Given the anti-cancer and anti-inflammatory effects of the mole rat’s hyaluronan, the researchers set out to establish whether the benefits could be transferred to other rodents. They genetically modified mice so that they carried the naked mole rat version of the gene that produces the acid, hyaluronan synthase 2 gene.
Next, they studied these mice for the duration of their lifespan, paying special attention to cancer incidence. A group of non-genetically-modified mice acted as a control. Whereas 70% of the mice in the control group died of cancer, only 57% of those with the mole-rat gene died of cancer. This difference was most pronounced in the oldest mice, aged 27 months and onward: here, 83% of the control group suffered from cancer, whereas only 49% of those with the mole-rat version of the hyaluronan synthase 2 gene ended up with cancer.
Resistance against “spontaneous” cancer incidence was mirrored by a similar resistance against chemically “induced” cancer incidence.

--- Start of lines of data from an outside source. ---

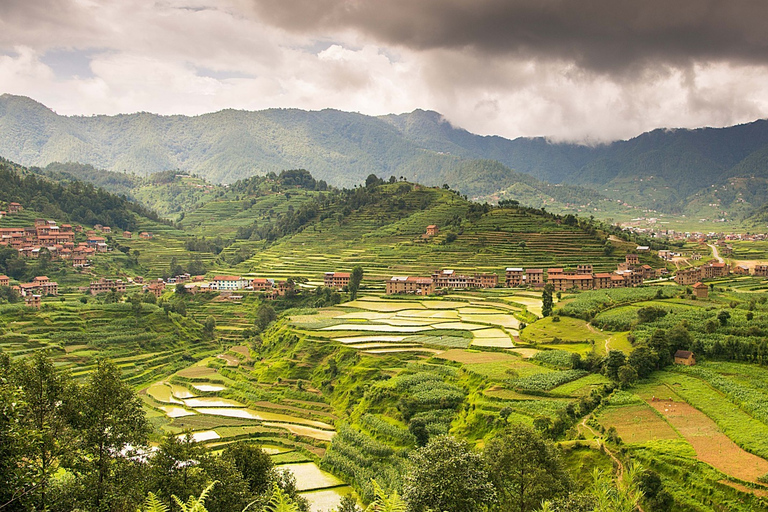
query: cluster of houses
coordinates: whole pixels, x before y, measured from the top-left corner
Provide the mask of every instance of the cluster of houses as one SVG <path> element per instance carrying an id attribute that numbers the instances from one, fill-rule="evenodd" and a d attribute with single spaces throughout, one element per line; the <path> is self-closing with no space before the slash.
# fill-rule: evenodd
<path id="1" fill-rule="evenodd" d="M 386 283 L 387 295 L 413 293 L 429 295 L 442 288 L 495 288 L 496 274 L 457 274 L 453 270 L 437 270 L 432 277 L 394 276 Z"/>
<path id="2" fill-rule="evenodd" d="M 555 291 L 626 288 L 639 286 L 645 279 L 666 273 L 666 269 L 654 270 L 650 265 L 640 265 L 636 254 L 628 254 L 625 262 L 619 264 L 614 272 L 595 273 L 593 266 L 588 264 L 577 265 L 576 270 L 572 271 L 562 268 L 549 268 L 545 271 L 543 268 L 508 267 L 504 273 L 504 286 L 541 288 L 549 283 Z M 342 273 L 327 273 L 326 286 L 332 284 L 333 276 L 338 274 Z M 493 273 L 464 275 L 453 270 L 438 270 L 431 277 L 393 276 L 386 283 L 386 293 L 429 295 L 443 288 L 495 288 L 498 284 L 499 278 Z"/>
<path id="3" fill-rule="evenodd" d="M 110 233 L 108 226 L 99 226 L 102 233 Z M 76 243 L 75 235 L 83 231 L 82 226 L 57 225 L 56 221 L 35 219 L 34 226 L 0 228 L 0 244 L 13 247 L 26 258 L 39 258 L 42 250 L 51 258 L 71 261 L 75 268 L 91 265 L 93 255 L 107 252 L 109 247 L 104 237 L 96 231 L 87 231 L 85 242 Z"/>
<path id="4" fill-rule="evenodd" d="M 11 286 L 11 279 L 0 276 L 0 286 Z M 21 283 L 11 288 L 24 298 L 24 304 L 37 309 L 40 309 L 43 295 L 59 294 L 59 284 L 51 281 L 48 276 L 37 276 L 31 283 Z"/>
<path id="5" fill-rule="evenodd" d="M 703 279 L 712 279 L 715 277 L 727 277 L 731 268 L 727 263 L 707 263 L 698 267 L 678 270 L 675 274 L 675 281 L 681 286 L 690 286 Z"/>

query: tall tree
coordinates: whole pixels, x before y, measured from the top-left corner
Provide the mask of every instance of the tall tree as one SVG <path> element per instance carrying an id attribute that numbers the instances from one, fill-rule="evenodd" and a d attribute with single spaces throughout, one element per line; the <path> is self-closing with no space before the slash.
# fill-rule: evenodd
<path id="1" fill-rule="evenodd" d="M 502 510 L 538 510 L 542 500 L 560 496 L 571 486 L 554 444 L 526 425 L 491 439 L 483 456 Z"/>
<path id="2" fill-rule="evenodd" d="M 144 416 L 141 400 L 120 379 L 114 363 L 99 359 L 96 368 L 81 388 L 75 423 L 91 466 L 93 505 L 103 503 L 114 462 L 127 458 L 130 447 L 144 446 L 150 426 Z"/>
<path id="3" fill-rule="evenodd" d="M 355 300 L 357 291 L 360 289 L 360 282 L 363 280 L 363 267 L 355 265 L 352 268 L 352 275 L 349 276 L 349 298 Z"/>
<path id="4" fill-rule="evenodd" d="M 411 454 L 403 499 L 414 512 L 475 512 L 496 501 L 496 490 L 479 453 L 438 436 Z"/>
<path id="5" fill-rule="evenodd" d="M 38 507 L 45 510 L 48 480 L 69 450 L 67 405 L 73 398 L 69 376 L 58 372 L 43 351 L 18 363 L 15 382 L 25 403 L 24 421 L 31 434 L 26 460 L 34 474 Z"/>
<path id="6" fill-rule="evenodd" d="M 24 421 L 26 404 L 24 395 L 11 373 L 11 358 L 0 353 L 0 509 L 9 510 L 34 489 L 34 479 L 29 471 L 32 432 Z"/>
<path id="7" fill-rule="evenodd" d="M 552 285 L 547 284 L 544 286 L 544 291 L 541 292 L 541 314 L 545 317 L 552 314 L 552 305 L 554 304 L 552 299 L 553 291 Z"/>

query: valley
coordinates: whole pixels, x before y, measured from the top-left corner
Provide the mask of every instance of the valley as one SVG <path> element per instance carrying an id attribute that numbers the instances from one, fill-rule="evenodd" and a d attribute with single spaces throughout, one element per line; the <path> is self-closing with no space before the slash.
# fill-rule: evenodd
<path id="1" fill-rule="evenodd" d="M 16 187 L 6 201 L 22 210 L 0 228 L 40 219 L 82 226 L 72 243 L 98 234 L 106 250 L 74 267 L 56 247 L 43 259 L 3 248 L 0 349 L 13 364 L 44 354 L 79 385 L 108 358 L 136 393 L 148 446 L 163 457 L 173 443 L 212 460 L 243 443 L 257 447 L 276 474 L 292 475 L 281 477 L 285 492 L 327 512 L 347 495 L 371 503 L 377 486 L 403 492 L 413 454 L 430 441 L 449 435 L 481 453 L 528 428 L 558 454 L 573 499 L 593 503 L 600 485 L 622 485 L 614 477 L 641 465 L 659 482 L 644 491 L 644 510 L 768 510 L 760 241 L 662 243 L 400 179 L 335 189 L 306 171 L 205 188 L 194 207 L 163 210 L 172 222 L 110 195 L 78 213 L 47 188 L 81 186 L 72 176 L 5 165 Z M 197 188 L 196 180 L 171 182 Z M 144 186 L 144 197 L 173 194 Z M 639 250 L 646 244 L 656 248 Z M 729 267 L 714 275 L 718 259 Z M 732 273 L 748 260 L 748 274 Z M 711 275 L 702 277 L 706 293 L 675 282 L 689 264 Z M 326 273 L 357 267 L 364 274 L 354 292 L 328 286 Z M 446 269 L 456 287 L 387 294 L 392 276 L 436 283 L 434 272 Z M 58 289 L 42 294 L 39 309 L 13 294 L 42 275 Z M 490 275 L 497 286 L 466 285 Z M 104 284 L 92 294 L 101 278 L 121 280 L 120 291 Z M 679 351 L 697 364 L 675 364 Z M 203 483 L 174 492 L 199 494 Z M 221 489 L 212 499 L 234 487 Z"/>

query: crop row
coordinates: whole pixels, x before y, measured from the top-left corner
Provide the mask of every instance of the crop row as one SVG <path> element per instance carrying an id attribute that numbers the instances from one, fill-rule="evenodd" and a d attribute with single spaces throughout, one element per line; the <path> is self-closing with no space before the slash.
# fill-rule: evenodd
<path id="1" fill-rule="evenodd" d="M 549 391 L 566 382 L 581 378 L 586 374 L 587 372 L 584 370 L 565 370 L 561 372 L 536 373 L 507 382 L 513 387 L 524 391 Z"/>

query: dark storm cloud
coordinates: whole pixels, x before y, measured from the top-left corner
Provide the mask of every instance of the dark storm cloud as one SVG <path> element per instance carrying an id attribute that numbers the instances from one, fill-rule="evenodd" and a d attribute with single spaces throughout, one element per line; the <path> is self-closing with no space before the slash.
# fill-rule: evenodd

The group of mice with the mole-rat version of the gene also lived longer than their counterparts and enjoyed fewer health issues as they aged. Crucially, low-level chronic inflammation —sometimes referred to as “inflammaging”— was markedly lower in the modified mice than in those with the normal version of the gene.
Although we are still a long way from harnessing the findings of this study toward human longevity, they act as a convincing proof of principle that the same mechanisms that allow naked mole rats to live such long and healthy lives can be recreated, or transferred, to other rodents. In time, we may be able to transfer them to humans as well.